We made sushi for lunch. Homemade sushi. I've never made homemade sushi before, and I felt super posh. It was awesome, and fun. After lunch, the only way to end a great weekend is with a great dessert! So I made Sister Bunker's birthday cookies (aka homemade oreos). They were a hit. Of course. You can't go wrong with those cookies. 

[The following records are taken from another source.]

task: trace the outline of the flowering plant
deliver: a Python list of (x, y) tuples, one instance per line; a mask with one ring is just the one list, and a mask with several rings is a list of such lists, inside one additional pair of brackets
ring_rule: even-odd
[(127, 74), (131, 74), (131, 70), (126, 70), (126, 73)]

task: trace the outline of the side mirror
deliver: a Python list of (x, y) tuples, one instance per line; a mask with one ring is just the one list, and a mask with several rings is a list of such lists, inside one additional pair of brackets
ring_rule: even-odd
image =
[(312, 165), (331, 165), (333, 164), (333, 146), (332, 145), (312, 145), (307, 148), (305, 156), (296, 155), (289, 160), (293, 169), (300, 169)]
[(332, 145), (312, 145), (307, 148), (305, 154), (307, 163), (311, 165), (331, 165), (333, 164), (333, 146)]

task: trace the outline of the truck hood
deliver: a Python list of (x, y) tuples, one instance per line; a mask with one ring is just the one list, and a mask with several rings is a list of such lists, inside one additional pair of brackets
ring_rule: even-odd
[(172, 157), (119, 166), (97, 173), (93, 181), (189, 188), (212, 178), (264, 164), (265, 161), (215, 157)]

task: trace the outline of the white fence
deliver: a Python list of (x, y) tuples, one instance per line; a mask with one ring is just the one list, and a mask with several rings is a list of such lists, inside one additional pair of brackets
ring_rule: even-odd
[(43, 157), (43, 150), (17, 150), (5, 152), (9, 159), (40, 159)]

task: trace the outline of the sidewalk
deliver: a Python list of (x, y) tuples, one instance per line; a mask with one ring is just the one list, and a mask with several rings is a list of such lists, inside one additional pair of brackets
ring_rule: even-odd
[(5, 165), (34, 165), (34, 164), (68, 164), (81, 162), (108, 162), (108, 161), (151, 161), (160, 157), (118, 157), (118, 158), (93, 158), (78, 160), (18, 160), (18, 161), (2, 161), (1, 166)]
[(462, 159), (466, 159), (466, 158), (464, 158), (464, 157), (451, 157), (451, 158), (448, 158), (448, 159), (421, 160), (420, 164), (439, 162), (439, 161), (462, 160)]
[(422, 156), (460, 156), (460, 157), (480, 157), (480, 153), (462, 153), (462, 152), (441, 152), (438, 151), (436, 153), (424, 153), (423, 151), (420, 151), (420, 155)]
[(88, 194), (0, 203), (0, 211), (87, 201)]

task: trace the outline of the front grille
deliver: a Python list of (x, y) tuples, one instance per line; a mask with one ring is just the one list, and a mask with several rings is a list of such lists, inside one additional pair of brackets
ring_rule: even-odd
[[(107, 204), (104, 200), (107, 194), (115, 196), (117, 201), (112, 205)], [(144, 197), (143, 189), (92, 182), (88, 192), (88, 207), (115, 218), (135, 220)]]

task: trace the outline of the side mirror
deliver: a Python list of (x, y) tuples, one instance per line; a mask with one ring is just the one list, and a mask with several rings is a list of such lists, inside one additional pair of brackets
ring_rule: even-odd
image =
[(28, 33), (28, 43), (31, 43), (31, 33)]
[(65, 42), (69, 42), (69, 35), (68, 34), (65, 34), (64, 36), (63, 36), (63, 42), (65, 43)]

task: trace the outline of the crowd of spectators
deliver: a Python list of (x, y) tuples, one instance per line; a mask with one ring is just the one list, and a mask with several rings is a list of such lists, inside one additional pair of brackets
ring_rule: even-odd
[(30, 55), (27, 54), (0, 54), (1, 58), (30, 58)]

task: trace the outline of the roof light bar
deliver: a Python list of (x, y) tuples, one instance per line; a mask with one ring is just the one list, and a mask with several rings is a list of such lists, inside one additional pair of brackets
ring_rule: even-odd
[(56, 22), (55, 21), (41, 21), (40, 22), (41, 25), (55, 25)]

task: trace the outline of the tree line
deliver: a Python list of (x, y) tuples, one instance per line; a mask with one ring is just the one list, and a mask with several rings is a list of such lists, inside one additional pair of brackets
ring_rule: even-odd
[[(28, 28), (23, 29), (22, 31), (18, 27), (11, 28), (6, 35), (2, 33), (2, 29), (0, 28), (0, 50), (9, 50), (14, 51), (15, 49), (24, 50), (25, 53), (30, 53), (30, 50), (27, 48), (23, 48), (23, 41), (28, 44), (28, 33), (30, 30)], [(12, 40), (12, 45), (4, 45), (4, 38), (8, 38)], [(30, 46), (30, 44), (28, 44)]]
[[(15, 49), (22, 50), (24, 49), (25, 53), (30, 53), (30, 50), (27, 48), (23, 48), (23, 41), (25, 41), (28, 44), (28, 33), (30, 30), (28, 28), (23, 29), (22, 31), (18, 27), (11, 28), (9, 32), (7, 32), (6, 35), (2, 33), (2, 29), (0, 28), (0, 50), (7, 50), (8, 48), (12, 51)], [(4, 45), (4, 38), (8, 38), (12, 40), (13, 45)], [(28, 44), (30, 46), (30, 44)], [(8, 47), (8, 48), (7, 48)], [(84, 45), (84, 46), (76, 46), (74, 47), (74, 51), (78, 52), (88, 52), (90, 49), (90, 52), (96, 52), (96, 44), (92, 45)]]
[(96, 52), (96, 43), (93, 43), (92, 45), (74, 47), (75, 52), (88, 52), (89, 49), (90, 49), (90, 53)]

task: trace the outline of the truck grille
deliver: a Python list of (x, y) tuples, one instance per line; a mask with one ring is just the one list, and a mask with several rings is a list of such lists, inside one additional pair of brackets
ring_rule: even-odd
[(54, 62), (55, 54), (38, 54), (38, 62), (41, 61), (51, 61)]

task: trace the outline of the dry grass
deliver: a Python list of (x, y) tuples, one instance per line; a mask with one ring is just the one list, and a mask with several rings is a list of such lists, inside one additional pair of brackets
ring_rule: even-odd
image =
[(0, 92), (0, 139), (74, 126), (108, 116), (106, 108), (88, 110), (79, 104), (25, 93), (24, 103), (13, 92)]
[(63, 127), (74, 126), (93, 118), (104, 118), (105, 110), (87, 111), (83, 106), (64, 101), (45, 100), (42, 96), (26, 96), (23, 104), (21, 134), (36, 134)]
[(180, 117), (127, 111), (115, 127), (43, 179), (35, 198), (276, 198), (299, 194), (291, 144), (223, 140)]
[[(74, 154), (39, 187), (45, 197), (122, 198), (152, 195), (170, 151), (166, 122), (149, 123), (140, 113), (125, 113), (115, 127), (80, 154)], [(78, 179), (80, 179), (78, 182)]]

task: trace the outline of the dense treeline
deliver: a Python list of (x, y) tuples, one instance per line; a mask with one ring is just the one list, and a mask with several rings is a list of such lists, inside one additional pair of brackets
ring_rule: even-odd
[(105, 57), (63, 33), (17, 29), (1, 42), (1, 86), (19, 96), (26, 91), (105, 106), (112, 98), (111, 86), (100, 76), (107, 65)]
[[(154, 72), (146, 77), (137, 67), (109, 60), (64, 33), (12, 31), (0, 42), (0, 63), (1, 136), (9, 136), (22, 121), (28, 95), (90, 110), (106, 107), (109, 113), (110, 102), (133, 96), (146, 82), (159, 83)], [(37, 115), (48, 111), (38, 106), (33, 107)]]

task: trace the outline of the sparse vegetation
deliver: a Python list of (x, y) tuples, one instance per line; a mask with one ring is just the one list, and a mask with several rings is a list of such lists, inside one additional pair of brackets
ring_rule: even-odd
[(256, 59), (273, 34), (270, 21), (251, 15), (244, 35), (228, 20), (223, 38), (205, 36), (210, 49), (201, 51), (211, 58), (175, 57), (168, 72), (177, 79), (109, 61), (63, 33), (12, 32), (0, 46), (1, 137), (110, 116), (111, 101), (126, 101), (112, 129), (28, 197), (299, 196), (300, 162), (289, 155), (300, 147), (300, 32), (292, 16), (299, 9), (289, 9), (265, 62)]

Overall, it was a great weekend. I needed it. I needed to relax, and spend some time with a friend. I had a great time. Maybe it won't take years before we see each other next. His mom asked me over the weekend what I thought about Zach, or if he's what I expected, or something like that. I've told him, and I told her: Zach is not what I thought he would be like outside of the mission. That may sound bad, but I mean it in the nicest way. You get to know and love fellow missionaries on your mission, and they just stay that way, in missionary-mode, in your mind forever. Zach just got more awesome since the mission, and I love it.